Selective tuning of hippocampal oscillations by phasic locus coeruleus activation in awake male rats

Abstract

Theta and gamma oscillations are thought to provide signal sets that promote neural coding of cognitive processes. Over 40 yrs ago, Jeffrey Gray reported event-related changes in a narrow band of hippocampal theta (7.5-8.5 Hz) which appeared to involve norepinephrine (NE) release from, the noradrenergic nucleus, the locus coeruleus (LC). These event-related alterations in EEG were elicited by novelty, attentional changes, the use of preparatory signals, and signal-mismatch events. Gray et al. have since provided indirect evidence that supports the role of NE in the modulation of 7.5- to 8.5-Hz oscillations in the hippocampus, but studies investigating the effects of direct LC activation in awake rats have been lacking. In the present study, dentate gyrus EEG was examined during glutamatergic activation of the LC in awake male rats in relation to plasticity effects on simultaneously recorded perforant path-evoked field potentials. Glutamate-injected animals were divided into three groups based on histological and plasticity outcomes; perforant path stimulated controls were also included. The three injected groups were: (1) rats with positive LC placements, demonstrating NE-LTP of the dentate gyrus evoked potential, (2) rats with positive LC placements, without NE-LTP, and (3) Non-LC injected controls.

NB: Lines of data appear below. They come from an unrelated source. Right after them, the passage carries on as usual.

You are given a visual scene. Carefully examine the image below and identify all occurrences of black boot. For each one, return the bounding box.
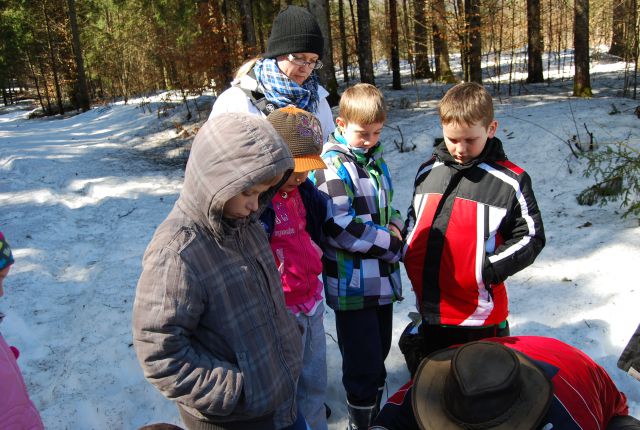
[347,401,376,430]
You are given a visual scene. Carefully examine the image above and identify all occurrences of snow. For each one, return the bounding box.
[0,57,640,429]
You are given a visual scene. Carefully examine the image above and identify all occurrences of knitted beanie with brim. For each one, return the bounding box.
[0,231,13,270]
[267,105,327,173]
[263,6,324,59]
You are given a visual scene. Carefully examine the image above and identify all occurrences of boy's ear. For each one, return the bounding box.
[487,119,498,139]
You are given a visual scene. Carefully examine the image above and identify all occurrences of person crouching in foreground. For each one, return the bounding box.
[133,113,304,430]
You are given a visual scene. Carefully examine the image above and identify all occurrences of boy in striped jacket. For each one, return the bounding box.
[403,82,545,372]
[315,84,403,430]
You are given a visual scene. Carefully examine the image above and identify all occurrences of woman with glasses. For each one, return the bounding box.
[209,6,335,141]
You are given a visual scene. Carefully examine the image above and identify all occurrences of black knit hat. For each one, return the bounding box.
[264,6,324,58]
[267,105,327,173]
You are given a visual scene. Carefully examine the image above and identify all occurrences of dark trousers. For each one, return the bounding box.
[336,304,393,406]
[420,321,510,357]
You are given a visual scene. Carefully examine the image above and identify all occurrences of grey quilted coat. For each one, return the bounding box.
[133,113,301,427]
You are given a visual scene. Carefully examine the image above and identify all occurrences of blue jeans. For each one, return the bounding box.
[296,303,327,430]
[282,407,315,430]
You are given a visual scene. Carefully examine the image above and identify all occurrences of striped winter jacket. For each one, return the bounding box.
[313,132,402,311]
[403,138,545,326]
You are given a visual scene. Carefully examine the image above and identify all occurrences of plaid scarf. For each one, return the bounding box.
[0,231,13,270]
[333,127,393,226]
[253,58,318,113]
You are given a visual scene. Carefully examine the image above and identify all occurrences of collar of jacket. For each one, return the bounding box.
[433,137,507,170]
[325,129,382,164]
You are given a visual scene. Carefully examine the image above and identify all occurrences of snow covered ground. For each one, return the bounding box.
[0,55,640,429]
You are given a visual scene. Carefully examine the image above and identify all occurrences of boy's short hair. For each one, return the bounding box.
[438,82,493,127]
[338,83,387,125]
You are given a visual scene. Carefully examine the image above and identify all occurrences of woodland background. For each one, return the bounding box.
[0,0,639,115]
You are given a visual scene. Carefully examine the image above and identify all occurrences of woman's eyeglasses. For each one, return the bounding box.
[287,54,323,70]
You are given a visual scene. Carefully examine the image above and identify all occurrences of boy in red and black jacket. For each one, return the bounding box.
[403,83,545,371]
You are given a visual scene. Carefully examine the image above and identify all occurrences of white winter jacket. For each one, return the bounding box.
[209,75,336,142]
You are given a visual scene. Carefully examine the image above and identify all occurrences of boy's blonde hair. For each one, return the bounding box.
[338,84,387,125]
[438,82,493,127]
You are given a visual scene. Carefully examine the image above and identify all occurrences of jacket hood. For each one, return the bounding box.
[433,137,507,170]
[176,112,293,236]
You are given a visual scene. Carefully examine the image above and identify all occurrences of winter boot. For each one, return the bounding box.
[371,385,384,421]
[347,401,376,430]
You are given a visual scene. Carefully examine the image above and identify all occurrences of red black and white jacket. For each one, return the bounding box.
[403,138,545,326]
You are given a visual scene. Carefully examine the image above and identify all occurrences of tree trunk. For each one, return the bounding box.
[527,0,544,83]
[67,0,91,112]
[308,0,340,106]
[389,0,402,90]
[573,0,593,97]
[413,0,433,79]
[338,0,349,84]
[609,0,626,57]
[36,56,51,115]
[358,0,375,85]
[42,1,64,115]
[464,0,482,84]
[624,0,638,61]
[239,0,256,58]
[431,0,455,83]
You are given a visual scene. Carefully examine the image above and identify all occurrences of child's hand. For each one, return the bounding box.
[387,224,402,240]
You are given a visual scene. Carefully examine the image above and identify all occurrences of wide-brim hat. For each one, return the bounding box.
[412,341,553,430]
[293,155,327,173]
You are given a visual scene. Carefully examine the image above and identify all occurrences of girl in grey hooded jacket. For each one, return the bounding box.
[133,113,301,429]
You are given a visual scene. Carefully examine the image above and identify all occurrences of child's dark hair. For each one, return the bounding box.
[438,82,493,127]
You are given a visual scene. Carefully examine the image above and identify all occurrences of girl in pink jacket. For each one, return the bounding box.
[260,106,327,430]
[0,232,44,430]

Activation of the LC in awake rats demonstrating NE-LTP increased the relative power of 7- to 9-Hz theta, a result masked in broader 4- to 12-Hz analysis. Comparatively, urethane-anesthetized rats showed an increase in 5-7 Hz, but not 7- to 9-Hz theta with LC activation. Discriminative analysis in the approximate theta band predicted by Gray (7.4-8.5 Hz) revealed that awake rats demonstrating NE-LTP had increased relative power in this narrow frequency compared to rats receiving perforant path only (noninjected) and Non-LC injected rats. Transiently reduced gamma (20-40 Hz) relative power was most commonly observed in rats with verified LC placements failing to express NE-LTP. Given current theories of LC function, these results suggest oscillatory tuning within the theta and gamma range may facilitate shifts in cognitive set.